I also want to write some text between the sequence items, I have made it working with that code:
#define PRINT(r, data, elem) \ cout << "Argument " << r-1 << ": " << elem << endl;
#define vmacro(expr, ...) \ cout << "Expression: " << #expr << endl; \ BOOST_PP_SEQ_FOR_EACH(PRINT, , BOOST_PP_VARIADIC_TO_SEQ(__VA_ARGS__)); \
So, invoking vmacro(1-2, 5, 6, "Hallo"); prints
#define PRINT(r, data, elem) \ cout << "Argument " << r-1 << ": " << elem << endl;
#define vmacro(expr, ...) \ cout << "Expression: " << #expr << endl; \ BOOST_PP_SEQ_FOR_EACH(PRINT, , BOOST_PP_VARIADIC_TO_SEQ(__VA_ARGS__)); \
Expression: 1-2 Argument 1: 5 Argument 2: 6 Argument 3: Hallo
Any comments on that? How to do it better? Maybe without a helper macro PRINT? I'm a bit surprised I have to use r-1 to get 1 for the first argument.
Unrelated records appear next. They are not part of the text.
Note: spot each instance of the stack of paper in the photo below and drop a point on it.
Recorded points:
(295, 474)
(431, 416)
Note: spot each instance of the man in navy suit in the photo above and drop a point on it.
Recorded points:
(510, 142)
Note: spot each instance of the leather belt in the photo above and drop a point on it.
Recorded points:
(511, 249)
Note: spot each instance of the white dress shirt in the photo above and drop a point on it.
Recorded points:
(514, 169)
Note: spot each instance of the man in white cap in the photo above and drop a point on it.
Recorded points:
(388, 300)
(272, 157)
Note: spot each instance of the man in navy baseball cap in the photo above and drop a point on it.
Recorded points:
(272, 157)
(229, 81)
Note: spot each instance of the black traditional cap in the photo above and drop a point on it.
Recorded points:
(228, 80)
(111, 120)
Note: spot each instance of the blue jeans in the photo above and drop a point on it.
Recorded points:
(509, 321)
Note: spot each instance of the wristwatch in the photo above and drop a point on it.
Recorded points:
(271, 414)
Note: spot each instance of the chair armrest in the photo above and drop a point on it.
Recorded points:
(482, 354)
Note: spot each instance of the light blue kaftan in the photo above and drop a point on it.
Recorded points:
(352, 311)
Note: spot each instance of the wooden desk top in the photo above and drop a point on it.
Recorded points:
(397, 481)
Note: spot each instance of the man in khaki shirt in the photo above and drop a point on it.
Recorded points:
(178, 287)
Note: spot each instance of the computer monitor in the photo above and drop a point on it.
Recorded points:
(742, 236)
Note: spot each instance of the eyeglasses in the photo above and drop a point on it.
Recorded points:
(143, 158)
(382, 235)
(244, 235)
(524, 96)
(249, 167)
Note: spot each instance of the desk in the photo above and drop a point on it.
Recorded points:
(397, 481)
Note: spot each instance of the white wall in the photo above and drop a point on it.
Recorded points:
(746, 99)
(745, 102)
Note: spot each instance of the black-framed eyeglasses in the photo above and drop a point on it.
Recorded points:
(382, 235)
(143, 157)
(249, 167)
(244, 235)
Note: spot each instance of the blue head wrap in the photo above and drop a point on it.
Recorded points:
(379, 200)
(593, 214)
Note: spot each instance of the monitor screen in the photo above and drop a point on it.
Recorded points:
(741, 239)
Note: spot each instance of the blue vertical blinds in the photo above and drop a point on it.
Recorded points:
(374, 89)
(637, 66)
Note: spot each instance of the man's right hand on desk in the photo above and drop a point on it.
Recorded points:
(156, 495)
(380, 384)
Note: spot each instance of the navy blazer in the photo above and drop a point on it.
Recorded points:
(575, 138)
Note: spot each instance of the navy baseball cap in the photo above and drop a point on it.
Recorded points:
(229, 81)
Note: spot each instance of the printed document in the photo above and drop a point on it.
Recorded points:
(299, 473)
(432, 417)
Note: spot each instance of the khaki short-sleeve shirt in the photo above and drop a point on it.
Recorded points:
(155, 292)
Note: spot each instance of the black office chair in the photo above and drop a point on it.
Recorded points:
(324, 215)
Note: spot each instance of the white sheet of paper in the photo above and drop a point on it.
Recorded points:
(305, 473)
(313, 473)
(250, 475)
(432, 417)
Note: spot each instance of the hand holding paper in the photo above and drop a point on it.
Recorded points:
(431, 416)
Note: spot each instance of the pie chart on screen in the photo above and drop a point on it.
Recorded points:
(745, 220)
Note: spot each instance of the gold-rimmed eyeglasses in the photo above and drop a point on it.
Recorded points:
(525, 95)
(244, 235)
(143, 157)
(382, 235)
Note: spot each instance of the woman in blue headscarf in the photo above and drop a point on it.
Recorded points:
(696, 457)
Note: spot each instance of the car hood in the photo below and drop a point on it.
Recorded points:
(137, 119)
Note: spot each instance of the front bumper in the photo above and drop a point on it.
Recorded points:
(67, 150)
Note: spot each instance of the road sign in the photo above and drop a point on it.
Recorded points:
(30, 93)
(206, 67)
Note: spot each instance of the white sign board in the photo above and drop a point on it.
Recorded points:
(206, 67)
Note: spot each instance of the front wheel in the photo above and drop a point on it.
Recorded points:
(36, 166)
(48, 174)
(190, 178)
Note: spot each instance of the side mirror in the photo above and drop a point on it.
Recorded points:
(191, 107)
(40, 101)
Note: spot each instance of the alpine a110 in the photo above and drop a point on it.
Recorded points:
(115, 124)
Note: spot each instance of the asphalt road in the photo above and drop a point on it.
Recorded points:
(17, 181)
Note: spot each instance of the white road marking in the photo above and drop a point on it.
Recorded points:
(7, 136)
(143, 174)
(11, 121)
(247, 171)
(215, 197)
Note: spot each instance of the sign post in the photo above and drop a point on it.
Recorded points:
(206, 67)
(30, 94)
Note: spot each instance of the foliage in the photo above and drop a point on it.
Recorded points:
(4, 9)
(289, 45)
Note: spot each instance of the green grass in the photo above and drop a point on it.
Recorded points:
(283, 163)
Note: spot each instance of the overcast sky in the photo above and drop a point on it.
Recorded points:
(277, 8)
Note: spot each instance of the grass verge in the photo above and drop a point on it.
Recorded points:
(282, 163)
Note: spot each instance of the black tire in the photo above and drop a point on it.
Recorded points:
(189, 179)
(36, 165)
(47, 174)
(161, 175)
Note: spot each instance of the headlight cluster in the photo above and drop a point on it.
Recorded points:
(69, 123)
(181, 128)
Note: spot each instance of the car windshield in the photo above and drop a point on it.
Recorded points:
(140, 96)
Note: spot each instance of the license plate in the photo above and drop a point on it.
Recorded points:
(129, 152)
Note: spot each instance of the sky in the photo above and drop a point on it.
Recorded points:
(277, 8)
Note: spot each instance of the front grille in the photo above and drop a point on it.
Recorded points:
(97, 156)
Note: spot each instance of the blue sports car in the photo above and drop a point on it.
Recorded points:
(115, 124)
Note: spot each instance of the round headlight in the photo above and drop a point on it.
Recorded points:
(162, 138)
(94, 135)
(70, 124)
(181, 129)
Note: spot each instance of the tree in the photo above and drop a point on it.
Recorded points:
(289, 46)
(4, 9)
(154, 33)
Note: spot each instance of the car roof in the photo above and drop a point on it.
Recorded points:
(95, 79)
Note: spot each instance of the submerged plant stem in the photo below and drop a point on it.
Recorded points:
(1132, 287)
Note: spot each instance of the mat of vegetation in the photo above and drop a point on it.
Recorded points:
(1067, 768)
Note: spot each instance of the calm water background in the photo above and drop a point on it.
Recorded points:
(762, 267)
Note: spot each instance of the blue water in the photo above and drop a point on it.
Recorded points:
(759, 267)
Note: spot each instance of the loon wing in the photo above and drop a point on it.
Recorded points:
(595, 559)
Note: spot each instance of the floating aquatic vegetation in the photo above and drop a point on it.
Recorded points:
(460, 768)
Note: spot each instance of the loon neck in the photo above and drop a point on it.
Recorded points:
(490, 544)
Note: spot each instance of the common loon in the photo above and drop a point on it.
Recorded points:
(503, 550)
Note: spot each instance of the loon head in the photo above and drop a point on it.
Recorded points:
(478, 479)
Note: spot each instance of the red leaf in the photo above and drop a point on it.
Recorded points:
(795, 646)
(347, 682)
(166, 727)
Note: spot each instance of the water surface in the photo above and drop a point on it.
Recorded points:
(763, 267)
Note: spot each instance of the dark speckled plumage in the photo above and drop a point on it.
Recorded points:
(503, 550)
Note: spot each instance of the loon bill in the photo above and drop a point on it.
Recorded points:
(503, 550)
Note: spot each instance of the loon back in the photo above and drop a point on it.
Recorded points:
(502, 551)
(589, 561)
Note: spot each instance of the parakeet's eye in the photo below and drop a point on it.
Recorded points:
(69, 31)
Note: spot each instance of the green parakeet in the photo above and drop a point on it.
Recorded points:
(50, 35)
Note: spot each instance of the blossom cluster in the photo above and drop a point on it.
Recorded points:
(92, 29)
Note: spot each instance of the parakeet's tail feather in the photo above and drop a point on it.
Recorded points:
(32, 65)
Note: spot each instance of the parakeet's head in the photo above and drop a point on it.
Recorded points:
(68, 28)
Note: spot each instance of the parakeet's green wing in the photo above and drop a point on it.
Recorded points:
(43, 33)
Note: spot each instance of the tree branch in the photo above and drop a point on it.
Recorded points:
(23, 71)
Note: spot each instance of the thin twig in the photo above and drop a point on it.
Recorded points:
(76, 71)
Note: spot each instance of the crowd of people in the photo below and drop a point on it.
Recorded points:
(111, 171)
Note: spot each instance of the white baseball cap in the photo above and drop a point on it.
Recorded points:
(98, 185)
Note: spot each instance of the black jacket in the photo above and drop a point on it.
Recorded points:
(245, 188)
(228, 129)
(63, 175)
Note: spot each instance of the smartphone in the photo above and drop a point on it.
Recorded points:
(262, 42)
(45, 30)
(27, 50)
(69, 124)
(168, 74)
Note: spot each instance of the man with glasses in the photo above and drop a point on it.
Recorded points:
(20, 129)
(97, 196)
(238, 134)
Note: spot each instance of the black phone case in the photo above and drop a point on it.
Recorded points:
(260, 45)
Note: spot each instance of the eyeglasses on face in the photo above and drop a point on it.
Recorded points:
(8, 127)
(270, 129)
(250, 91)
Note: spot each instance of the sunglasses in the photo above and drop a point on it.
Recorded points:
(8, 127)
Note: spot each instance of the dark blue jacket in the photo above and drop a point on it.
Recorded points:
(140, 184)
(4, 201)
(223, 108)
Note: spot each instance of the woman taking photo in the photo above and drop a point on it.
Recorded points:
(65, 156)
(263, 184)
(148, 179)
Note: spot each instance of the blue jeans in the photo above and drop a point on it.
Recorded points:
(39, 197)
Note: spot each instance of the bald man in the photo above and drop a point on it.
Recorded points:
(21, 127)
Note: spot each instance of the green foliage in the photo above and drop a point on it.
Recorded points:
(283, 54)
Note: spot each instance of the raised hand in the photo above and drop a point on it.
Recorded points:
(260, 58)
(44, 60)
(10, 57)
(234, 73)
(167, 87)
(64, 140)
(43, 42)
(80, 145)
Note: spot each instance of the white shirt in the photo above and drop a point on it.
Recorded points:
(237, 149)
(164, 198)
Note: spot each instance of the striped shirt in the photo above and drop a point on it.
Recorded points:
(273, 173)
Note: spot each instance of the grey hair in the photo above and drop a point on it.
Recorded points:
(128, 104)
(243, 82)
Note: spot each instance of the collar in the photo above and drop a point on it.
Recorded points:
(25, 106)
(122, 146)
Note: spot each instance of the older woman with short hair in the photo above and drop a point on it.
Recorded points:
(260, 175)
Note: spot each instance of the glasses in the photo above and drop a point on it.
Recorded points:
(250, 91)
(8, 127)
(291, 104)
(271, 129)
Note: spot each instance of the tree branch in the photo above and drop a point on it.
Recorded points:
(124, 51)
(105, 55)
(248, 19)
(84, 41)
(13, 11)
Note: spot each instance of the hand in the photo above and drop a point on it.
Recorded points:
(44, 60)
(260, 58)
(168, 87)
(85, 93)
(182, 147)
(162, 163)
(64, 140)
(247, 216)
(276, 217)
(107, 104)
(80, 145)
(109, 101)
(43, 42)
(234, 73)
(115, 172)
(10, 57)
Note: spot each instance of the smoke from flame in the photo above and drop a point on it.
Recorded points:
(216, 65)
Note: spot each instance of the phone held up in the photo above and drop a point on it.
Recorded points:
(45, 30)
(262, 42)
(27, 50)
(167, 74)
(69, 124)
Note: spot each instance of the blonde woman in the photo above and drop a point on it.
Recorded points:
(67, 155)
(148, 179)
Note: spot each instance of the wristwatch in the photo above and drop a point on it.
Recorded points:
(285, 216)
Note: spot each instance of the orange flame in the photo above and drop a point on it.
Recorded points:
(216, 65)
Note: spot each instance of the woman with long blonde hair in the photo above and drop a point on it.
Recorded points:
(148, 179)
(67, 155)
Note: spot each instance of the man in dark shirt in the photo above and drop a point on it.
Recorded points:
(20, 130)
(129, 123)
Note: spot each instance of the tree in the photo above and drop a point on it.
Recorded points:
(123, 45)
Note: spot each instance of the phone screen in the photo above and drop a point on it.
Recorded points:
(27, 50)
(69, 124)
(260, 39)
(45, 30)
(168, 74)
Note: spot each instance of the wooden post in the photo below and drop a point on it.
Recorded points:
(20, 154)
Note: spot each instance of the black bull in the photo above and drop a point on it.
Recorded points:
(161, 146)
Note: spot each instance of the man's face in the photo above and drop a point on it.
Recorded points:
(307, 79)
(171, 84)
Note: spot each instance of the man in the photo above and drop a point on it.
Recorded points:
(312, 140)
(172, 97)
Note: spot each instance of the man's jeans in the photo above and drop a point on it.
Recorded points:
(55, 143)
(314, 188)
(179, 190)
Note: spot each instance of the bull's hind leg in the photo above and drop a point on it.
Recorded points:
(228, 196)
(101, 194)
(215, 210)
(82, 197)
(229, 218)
The PRINT macro is fine. Almost all Boost PP looping constructs use a helper macro like that. In real life code I would name all macros in uppercase and give them a very distinct name to reduce clashes with other potential C++ identifiers and macros. Look at BOOST_PP_SEQ_FOR_EACH_I to get the actual argument index instead of using 'r'. That 'r' in your code above is actually 2,3, and 4 is just luck. The 'next available BOOST_PP_FOR repetition' as described in the doc just happened to be 2,3, and 4 but could theoretically have been any PP number each time and is not related to the index of each argument.